10 Elle va rapidement représenter 40% des effectifs et 60% de l’encadrement.
11 Article 5 : « Le scoutisme considère la vie et le jeu dans la nature comme un axe essentiel et original de sa méthode. Il ne réduit pas l’homme à n’être qu’un « bricoleur géant »…Le scoutisme veut éduquer les jeunes à l’humilité, à l’esprit de pauvreté et au sens du service gratuit par l’emploi de moyens simples, à la portée de tous… »

12 Alphonse DUPRONT, Pèlerinages et lieux sacrés, Encyclopedia Universalis, p.167.

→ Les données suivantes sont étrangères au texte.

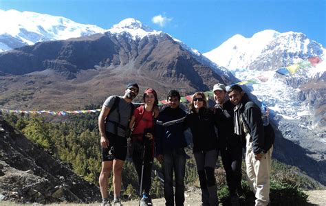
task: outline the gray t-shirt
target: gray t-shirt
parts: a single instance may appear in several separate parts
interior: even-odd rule
[[[110,96],[107,98],[107,99],[104,102],[103,105],[107,107],[111,108],[114,104],[114,97],[117,97],[118,98],[120,98],[119,101],[119,104],[118,106],[119,107],[119,113],[120,113],[120,124],[126,128],[129,127],[129,121],[130,119],[131,115],[131,104],[126,102],[122,97],[118,96]],[[113,121],[115,122],[119,122],[119,116],[118,114],[118,107],[116,108],[113,111],[109,113],[109,120]],[[112,122],[107,122],[105,126],[105,130],[107,132],[115,134],[116,133],[116,126]],[[118,135],[120,137],[125,136],[125,130],[122,128],[118,127]]]

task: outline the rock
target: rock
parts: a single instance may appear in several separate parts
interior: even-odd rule
[[[63,196],[63,187],[62,186],[56,186],[54,188],[58,188],[52,195],[51,196],[53,198],[58,198]]]
[[[34,174],[34,172],[32,170],[28,170],[27,171],[25,171],[25,172],[28,173],[28,174]]]

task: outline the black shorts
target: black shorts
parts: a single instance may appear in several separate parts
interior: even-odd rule
[[[102,148],[102,161],[113,159],[126,160],[127,144],[125,137],[120,137],[111,133],[106,133],[109,139],[109,147]]]

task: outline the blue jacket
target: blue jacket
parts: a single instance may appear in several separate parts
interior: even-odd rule
[[[164,149],[183,148],[187,146],[184,130],[186,112],[180,107],[165,108],[160,113],[155,124],[156,155]]]

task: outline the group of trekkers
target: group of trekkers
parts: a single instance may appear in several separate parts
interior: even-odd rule
[[[139,91],[137,84],[129,84],[123,96],[113,95],[105,100],[98,117],[102,205],[122,205],[121,174],[129,149],[138,176],[140,205],[152,205],[149,192],[154,157],[162,164],[166,205],[184,205],[184,148],[188,146],[184,132],[187,128],[193,137],[202,205],[219,205],[215,176],[219,152],[226,174],[230,203],[239,205],[243,147],[246,148],[246,174],[255,195],[255,205],[269,204],[272,144],[264,139],[260,108],[249,100],[240,86],[234,84],[226,90],[223,84],[214,85],[216,105],[213,108],[208,107],[203,92],[195,93],[188,113],[180,106],[180,95],[176,90],[169,92],[168,104],[161,111],[153,89],[144,91],[144,104],[137,107],[131,103]],[[131,147],[128,146],[130,133]],[[111,171],[113,200],[107,192]]]

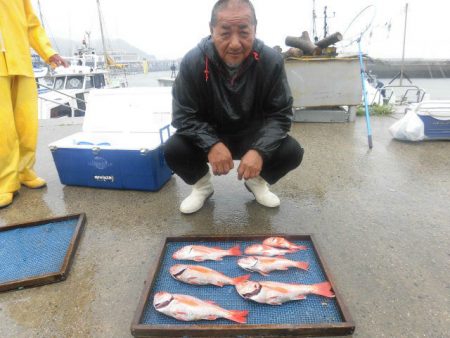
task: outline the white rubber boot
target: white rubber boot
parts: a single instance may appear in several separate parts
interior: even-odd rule
[[[280,199],[277,195],[270,192],[267,182],[261,177],[255,177],[247,180],[245,183],[248,191],[256,198],[256,202],[268,208],[275,208],[280,205]]]
[[[183,214],[192,214],[203,207],[205,201],[214,193],[211,183],[211,174],[203,176],[193,185],[191,194],[180,205]]]

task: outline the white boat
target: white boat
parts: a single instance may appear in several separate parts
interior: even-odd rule
[[[99,66],[95,54],[65,58],[70,66],[51,74],[35,73],[39,94],[39,119],[83,116],[92,89],[126,87],[124,76],[114,76]]]

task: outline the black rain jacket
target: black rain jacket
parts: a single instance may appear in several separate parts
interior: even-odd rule
[[[292,123],[292,96],[281,55],[255,39],[231,78],[211,37],[189,51],[173,89],[172,125],[206,153],[225,135],[254,135],[251,149],[268,159]]]

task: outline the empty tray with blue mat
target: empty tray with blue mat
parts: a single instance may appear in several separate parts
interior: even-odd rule
[[[241,251],[252,244],[260,244],[264,239],[281,236],[308,249],[290,253],[286,258],[306,261],[308,271],[289,269],[273,271],[265,277],[251,273],[253,281],[276,281],[283,283],[315,284],[324,281],[331,283],[336,298],[324,298],[308,295],[304,300],[287,302],[281,306],[259,304],[243,299],[234,286],[217,287],[213,285],[189,285],[174,279],[169,269],[175,264],[202,265],[212,268],[229,277],[248,274],[237,265],[239,257],[224,257],[222,261],[181,261],[172,258],[175,251],[186,245],[205,245],[229,249],[239,245]],[[178,321],[156,311],[153,307],[155,293],[186,294],[202,300],[214,301],[229,310],[248,310],[246,324],[236,324],[226,319],[214,321],[200,320],[192,322]],[[159,261],[151,269],[139,306],[131,326],[136,337],[146,336],[339,336],[352,334],[355,326],[341,297],[339,296],[330,273],[325,266],[311,235],[257,235],[257,236],[188,236],[166,238],[161,248]]]
[[[0,227],[0,292],[67,278],[85,214]]]

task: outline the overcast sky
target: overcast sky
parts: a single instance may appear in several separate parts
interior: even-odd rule
[[[38,0],[32,0],[38,13]],[[96,0],[40,0],[50,38],[80,41],[85,31],[100,37]],[[120,38],[157,58],[182,57],[209,34],[215,0],[101,0],[108,39]],[[349,29],[354,36],[374,17],[363,38],[363,51],[372,57],[402,56],[405,4],[408,3],[406,52],[409,58],[450,59],[450,3],[445,0],[316,0],[316,27],[323,36],[323,10],[328,6],[329,33],[344,33],[350,22],[369,5]],[[313,0],[253,0],[258,19],[257,37],[283,50],[286,36],[312,37]],[[388,28],[390,27],[390,29]],[[75,47],[75,46],[74,46]],[[114,47],[114,46],[112,46]],[[356,51],[357,45],[347,48]],[[338,50],[339,51],[339,50]]]

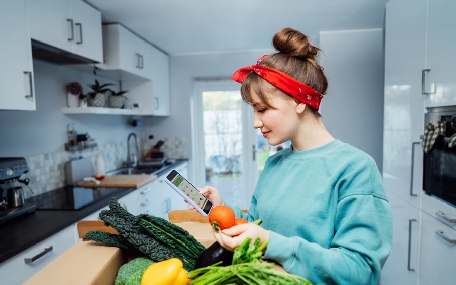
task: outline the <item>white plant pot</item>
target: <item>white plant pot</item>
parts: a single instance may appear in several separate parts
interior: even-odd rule
[[[78,107],[79,103],[78,97],[78,95],[74,95],[70,92],[67,92],[66,93],[66,106],[68,108]]]
[[[92,107],[104,107],[106,104],[106,98],[103,93],[97,93],[93,99],[90,96],[89,98],[89,103]]]

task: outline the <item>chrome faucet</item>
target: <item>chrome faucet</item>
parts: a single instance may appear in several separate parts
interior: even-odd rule
[[[130,133],[127,138],[127,169],[128,174],[131,174],[131,170],[134,165],[133,162],[132,161],[130,151],[130,138],[131,137],[133,137],[135,138],[135,145],[136,146],[136,156],[139,156],[139,145],[138,144],[138,137],[136,137],[136,134],[134,133]]]

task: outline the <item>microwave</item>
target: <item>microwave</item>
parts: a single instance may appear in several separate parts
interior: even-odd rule
[[[456,106],[428,108],[425,126],[436,122],[444,123],[446,128],[436,139],[431,151],[423,154],[423,190],[456,207],[456,147],[448,145],[456,134]]]

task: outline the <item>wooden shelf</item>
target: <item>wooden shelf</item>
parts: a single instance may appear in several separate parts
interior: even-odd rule
[[[124,115],[135,116],[151,116],[141,110],[117,109],[103,107],[87,107],[86,108],[62,108],[62,112],[67,115],[94,114],[98,115]]]

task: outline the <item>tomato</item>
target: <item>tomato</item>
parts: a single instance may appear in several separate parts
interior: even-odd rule
[[[238,218],[236,220],[235,220],[235,224],[234,225],[237,226],[238,225],[242,225],[242,224],[248,224],[249,222],[244,219],[243,218]]]
[[[227,206],[220,205],[214,207],[209,213],[209,222],[217,222],[220,229],[224,230],[234,225],[234,212]]]

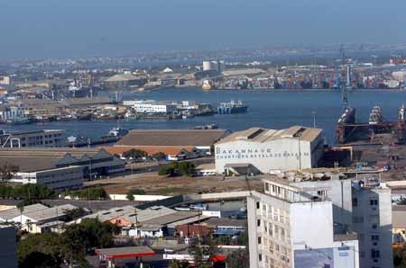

13 Cf. Ludovic LALOUX, Passion, tourment ou espérance ? Histoire de l’Apostolat des Laïcs depuis Vatican II, F.X. de Guibert, 2003.
14 Philippe LANEYRIE, Les Scouts de France : L’évolution du mouvement des origines aux années quatre-vingt, Cerf, 1985, p.330.

15 Contact n° 7 septembre 2017
16 Marc de COLIGNY, Marche à l’étoile ! Vademecum du routier pèlerin de Compostelle, Collection Route et Feu, 2009
17 Luc ADRIAN, En marche vers Compostelle, Famille Chrétienne n° 1121 du 8 juillet 1999
18 Vézelay, 30 ans d’aventure humaine et spirituelle, Éditions Carrick, 2006.